The Seebeck coefficients as a function of carrier concentration for \(\hbox {Sb}_{{2}}\hbox {X}_{{3}}\) monolayers are presented in Fig. 5a,b. Large Seebeck coefficients are found for the p-type doping in these monolayers due to the flat valence band which increases the density of states near the Fermi level. Monolayer \(\hbox {Sb}_{{2}}\hbox {S}_{{3}}\) achieves higher Seebeck coefficient values of 530 \(\mu \hbox {VK}^{-1}\), 483 \(\mu \hbox {VK}^{-1}\) at 300 K along the x and y directions, respectively. The variation in electrical conductivity (\(\sigma /\tau \)) and the electronic thermal conductivity (\(\kappa ^{e}/\tau \) ) with respect to carrier concentration are plotted in Fig. 5c–f. The \(\sigma /\tau \) and \(\kappa ^{e}/\tau \) of n-type are larger than that of the p-type one at the same doping level because of the dispersive conduction bands which lower the effective mass. The \(\sigma /\tau \) and \(\kappa ^{e}/\tau \) follow the Wiedemann–Franz law. The \(\sigma /\tau \) exhibits anisotropic behavior where the \(\sigma /\tau \) value along the x-direction is higher than that alone the y-direction because of the dispersive band nature along \(\Gamma \)-X than \(\Gamma \)-Y direction.
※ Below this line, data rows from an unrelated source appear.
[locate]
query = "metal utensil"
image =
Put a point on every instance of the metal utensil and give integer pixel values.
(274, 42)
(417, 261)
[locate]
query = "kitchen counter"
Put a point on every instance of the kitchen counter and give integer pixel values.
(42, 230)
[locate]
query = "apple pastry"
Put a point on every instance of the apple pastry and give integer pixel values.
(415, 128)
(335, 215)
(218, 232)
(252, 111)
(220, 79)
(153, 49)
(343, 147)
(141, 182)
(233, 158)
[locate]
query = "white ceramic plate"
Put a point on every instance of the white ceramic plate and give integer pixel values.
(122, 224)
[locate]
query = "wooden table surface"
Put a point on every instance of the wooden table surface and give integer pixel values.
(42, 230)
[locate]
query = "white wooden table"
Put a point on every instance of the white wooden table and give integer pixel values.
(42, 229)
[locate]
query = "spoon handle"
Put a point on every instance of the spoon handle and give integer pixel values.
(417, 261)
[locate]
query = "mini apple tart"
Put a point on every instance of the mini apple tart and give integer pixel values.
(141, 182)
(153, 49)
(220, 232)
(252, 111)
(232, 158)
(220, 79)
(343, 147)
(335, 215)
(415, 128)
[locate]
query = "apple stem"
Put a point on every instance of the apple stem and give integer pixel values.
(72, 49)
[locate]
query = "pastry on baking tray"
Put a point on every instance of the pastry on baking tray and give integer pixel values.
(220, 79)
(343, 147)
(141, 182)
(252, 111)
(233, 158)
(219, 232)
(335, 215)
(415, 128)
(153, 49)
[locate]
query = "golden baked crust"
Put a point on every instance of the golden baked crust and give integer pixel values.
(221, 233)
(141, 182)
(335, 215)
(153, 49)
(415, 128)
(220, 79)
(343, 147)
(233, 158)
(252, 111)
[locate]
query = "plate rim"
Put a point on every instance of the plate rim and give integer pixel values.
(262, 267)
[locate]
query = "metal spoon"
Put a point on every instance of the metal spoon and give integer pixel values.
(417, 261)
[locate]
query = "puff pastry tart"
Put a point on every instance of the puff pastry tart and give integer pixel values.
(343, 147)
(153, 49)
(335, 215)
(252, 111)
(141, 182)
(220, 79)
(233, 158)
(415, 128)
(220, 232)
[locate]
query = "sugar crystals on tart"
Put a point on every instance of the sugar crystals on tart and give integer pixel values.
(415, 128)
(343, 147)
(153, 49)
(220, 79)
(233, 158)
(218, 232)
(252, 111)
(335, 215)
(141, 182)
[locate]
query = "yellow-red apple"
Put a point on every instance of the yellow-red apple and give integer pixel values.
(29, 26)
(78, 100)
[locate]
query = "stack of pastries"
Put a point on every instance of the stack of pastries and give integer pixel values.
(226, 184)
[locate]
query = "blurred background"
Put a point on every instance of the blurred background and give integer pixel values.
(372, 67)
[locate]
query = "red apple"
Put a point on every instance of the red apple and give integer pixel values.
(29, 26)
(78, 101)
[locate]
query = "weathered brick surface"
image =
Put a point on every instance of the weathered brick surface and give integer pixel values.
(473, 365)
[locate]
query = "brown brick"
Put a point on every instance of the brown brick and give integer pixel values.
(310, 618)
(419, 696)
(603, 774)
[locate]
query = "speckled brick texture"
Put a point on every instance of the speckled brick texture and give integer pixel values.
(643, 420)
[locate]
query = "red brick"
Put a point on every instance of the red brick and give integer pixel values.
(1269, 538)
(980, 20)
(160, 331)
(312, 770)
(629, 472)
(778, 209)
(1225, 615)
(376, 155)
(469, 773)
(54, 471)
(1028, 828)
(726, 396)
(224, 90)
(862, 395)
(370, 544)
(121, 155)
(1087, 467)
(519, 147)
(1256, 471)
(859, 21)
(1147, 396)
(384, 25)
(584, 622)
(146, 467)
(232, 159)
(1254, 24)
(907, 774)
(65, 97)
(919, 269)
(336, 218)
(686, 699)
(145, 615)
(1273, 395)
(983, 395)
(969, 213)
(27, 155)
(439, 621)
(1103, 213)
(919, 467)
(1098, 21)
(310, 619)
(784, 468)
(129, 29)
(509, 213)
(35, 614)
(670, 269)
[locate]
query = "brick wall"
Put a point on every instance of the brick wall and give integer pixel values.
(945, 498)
The power-factor (PF) (\(S^{2}\sigma /\tau \)) is obtained using the calculated Seebeck coefficient and electrical conductivity as shown in Fig. 5g,h. For p-type monolayer \(\hbox {Sb}_{{2}}\hbox {Te}_{{3}}\), the maximum PF values of 5.45 and 2.44 (\(10^{11}\) \(\hbox {Wm}^{-1}\hbox {K}^{-2}\hbox {s}^{-1}\)) are obtained at 300 K along the x and y directions. The value of PF is higher for the p-type doping because of large Secbeck coefficients. These values are significantly larger, demonstrating great potential as a promising candidate for thermoelectricity.

Figure 5
figure 5

The electrical transport properties as function carrier concentration at 300 K of the \(\hbox {Sb}_2\hbox {X}_3\) monolayers (a,b) Seebeck coefficient, (c,d) electrical conductivity, (e,f) electronic thermal conductivity, and (g,h) power factor. The solid and dashed lines represent the x-and y-direction, respectively.

Conclusion

In summary, we introduced \(\hbox {Sb}_2\hbox {X}_3\) (X = S, Se, and Te) monolayers as novel, dynamically and thermally stable 2D indirect gap semiconductors. Using the HSE06 method the band gaps of \(\hbox {Sb}_2\hbox {S}_3\), \(\hbox {Sb}_2\hbox {Se}_3\) and \(\hbox {Sb}_2\hbox {Te}_3\) monolayers are predicted to be 2.15, 1.35 and 1.37 eV, respectively, appealing for applications in nanoelectronics. Optical calculations indicate that the first absorption peaks of these novel nanosheets along in-plane polarization are located in IR and visible range of light, suggesting its prospect for applications in optoelectronics. Moreover, the in-plane optical anisotropy of these novel 2D materials is highly desirable for the design of polarization-sensitive photodetectors. We also show that \(\hbox {Sb}_{{2}}\hbox {X}_{{3}}\) monoalyers can be used for thermoelectric application because of their larger power factors, the power factor for the hole-doped \(\hbox {Sb}_{{2}}\hbox {Te}_{{3}}\) can reach 5.45 (\(10^{11}\hbox {Wm}^{-1}\hbox {K}^{-2}\hbox {s}^{-1}\)). Our results confirm the stability and highlights the outstanding prospect for the application of \(\hbox {Sb}_2\hbox {X}_3\) nanosheets in novel electronic, optical and energy conversion systems.